Il pensait à la nouvelle solennité qui s'apprêtait, et où allait prendre part la totalité du Sacré Collège, à l'exception du Cardinal Protecteur de Jérusalem, retenu dans son lit par la maladie. De quel spectacle unique il allait être témoin ! Huit ans auparavant, il se rappelait avoir vu, de très loin, une réunion analogue ; mais le nombre total des cardinaux, alors, n'était que de soixante-trois, au lieu de soixante-cinq qu'ils étaient maintenant ; et une dizaine d'entre eux n'étaient point venus.

Tout à coup Percy entendit un bruit de paroles dans son antichambre, un pas rapide, et une voix anglaise qui semblait insister. Le domestique répondait :

– Son Éminence doit s'habiller pour la cérémonie. Impossible en ce moment !

Cette réponse fut suivie de nouvelles instances, criées d'une voix sans cesse plus fiévreuse. Percy, ennuyé d'un tel éclat, se leva et ouvrit la porte. Un homme se tenait là, que d'abord il ne reconnut point, tout pâle et le regard effaré.

– Qu'est-ce que ?… commença Percy

Puis il sursauta.

– Monsieur Phillips ! dit-il.

L'autre étendit vers lui ses deux mains.

– C'est moi, monsieur… Votre Éminence… J'arrive à l'instant… C'est la vie ou la mort… Votre domestique me dit…

– Qui vous a envoyé ici ?

– Le P. Blackmore !

– Bonnes nouvelles ? ou mauvaises ?

Le visiteur désigna, d'un mouvement des yeux, le domestique, qui restait immobile, à quelques pas plus loin, la mine offensée. Et Percy, ayant compris le signe, mit sa main sur le bras de Phillips et l'entraîna dans sa chambre.

– Vous viendrez frapper à ma porte dans cinq minutes, Jacques ! dit-il au domestique.
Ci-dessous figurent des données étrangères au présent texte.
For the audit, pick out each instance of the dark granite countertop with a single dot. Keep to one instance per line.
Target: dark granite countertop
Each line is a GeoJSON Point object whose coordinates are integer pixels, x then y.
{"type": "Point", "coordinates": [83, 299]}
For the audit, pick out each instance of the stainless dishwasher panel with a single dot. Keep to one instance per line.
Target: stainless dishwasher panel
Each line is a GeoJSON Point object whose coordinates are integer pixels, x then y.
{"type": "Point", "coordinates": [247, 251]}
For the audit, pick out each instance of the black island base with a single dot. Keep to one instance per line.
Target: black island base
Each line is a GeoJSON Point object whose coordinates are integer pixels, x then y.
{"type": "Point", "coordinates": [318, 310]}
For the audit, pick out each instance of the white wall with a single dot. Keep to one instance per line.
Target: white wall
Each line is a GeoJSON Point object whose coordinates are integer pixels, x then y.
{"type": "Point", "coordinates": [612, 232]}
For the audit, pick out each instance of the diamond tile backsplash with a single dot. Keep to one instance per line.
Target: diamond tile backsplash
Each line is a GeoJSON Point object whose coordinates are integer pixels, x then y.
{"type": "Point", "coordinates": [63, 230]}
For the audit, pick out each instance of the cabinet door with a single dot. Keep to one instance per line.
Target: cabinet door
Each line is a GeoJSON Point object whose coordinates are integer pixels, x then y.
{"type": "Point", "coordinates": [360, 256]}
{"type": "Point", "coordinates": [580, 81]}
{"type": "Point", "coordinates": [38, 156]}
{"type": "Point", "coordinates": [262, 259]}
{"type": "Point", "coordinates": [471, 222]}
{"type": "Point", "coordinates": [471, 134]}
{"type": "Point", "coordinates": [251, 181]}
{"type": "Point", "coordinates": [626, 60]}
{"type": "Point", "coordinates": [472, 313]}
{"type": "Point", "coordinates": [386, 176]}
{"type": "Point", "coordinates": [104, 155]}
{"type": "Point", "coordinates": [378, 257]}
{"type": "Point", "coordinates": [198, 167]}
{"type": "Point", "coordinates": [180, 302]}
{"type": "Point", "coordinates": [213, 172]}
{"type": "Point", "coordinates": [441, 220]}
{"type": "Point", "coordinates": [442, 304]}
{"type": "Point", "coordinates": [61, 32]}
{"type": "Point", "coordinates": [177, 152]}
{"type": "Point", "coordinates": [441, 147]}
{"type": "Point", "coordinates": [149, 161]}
Percy se dirigea vers son siège habituel, dans l'embrasure de la fenêtre, s'assit, et dit à l'homme, encore tout essoufflé :

– En un mot, monsieur, qu'est-ce que c'est ?

– Il y a un grand complot parmi les catholiques ! Ils ont l'intention de détruire l'Abbaye, demain, avec des explosifs ! Je savais que le pape…

Percy, d'un geste, l'arrêta court ; et le laissant seul dans sa chambre, il sortit précipitamment.